There is a pervasive perspective among founders that when you raise capital, you should reach for the highest possible valuation you can get. That’s understandable, when executives go out to raise funding, they typically optimize to reduce dilution as much as possible. After all, they want to maintain ownership of the company they’re making so many sacrifices to will into existence.

However, some founders are so effective at fundraising and the hype surrounding a funding round or industry can get so intense, that a company’s valuation in that round can balloon to something that might be extremely distanced from what would likely be considered more reasonable.

In itself, this isn’t an issue, after all that’s what markets are for, to find the price at which a buyer and seller agree that an asset is worth, the asset in this case being a company’s shares. However, a company that is valued far higher than other businesses in its “class" or “stage” has made strong assertions that it is much more mature or financially successful than those other organizations. If those implications turn out to not be true or even if there are hints that the company isn’t quite as exceptional as it has portrayed itself, then the return to reality can be particularly painful. That “return to reality” is also happening more frequently today due to the downward market correction we’ve experienced over the last two years.

I really like how early-stage space investor Jonathan Lacoste recently described this:

Why have company valuations changed so much?

The short answer is rising interest rates. Feel free to skip this section if it sounds familiar to you.

The most basic and fundamental way to describe a company is as an entity that generates cash for its owners both today and in the future. But how do you determine the present value of a company based on cash that will be generated two, five, or even ten years from now?

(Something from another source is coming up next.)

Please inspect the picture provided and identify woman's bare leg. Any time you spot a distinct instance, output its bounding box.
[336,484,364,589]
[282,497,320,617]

What’s typically used in finance is a discounted cash flow formula, where the value of future dollars are discounted by some amount, which is driven by a discount rate.

A result of this formula is that a dollar in the future is always worth less than a dollar today. Furthermore, as interest rates change, so does the amount by which a dollar tomorrow is worth compared to a dollar today. Without going into too much math and economics, the dominating impact of interest rates is that when interest rates increase, so typically does the discount rate. Consequently, when interest rates are high, a dollar in the future is worth less today than in an environment where interest rates are low.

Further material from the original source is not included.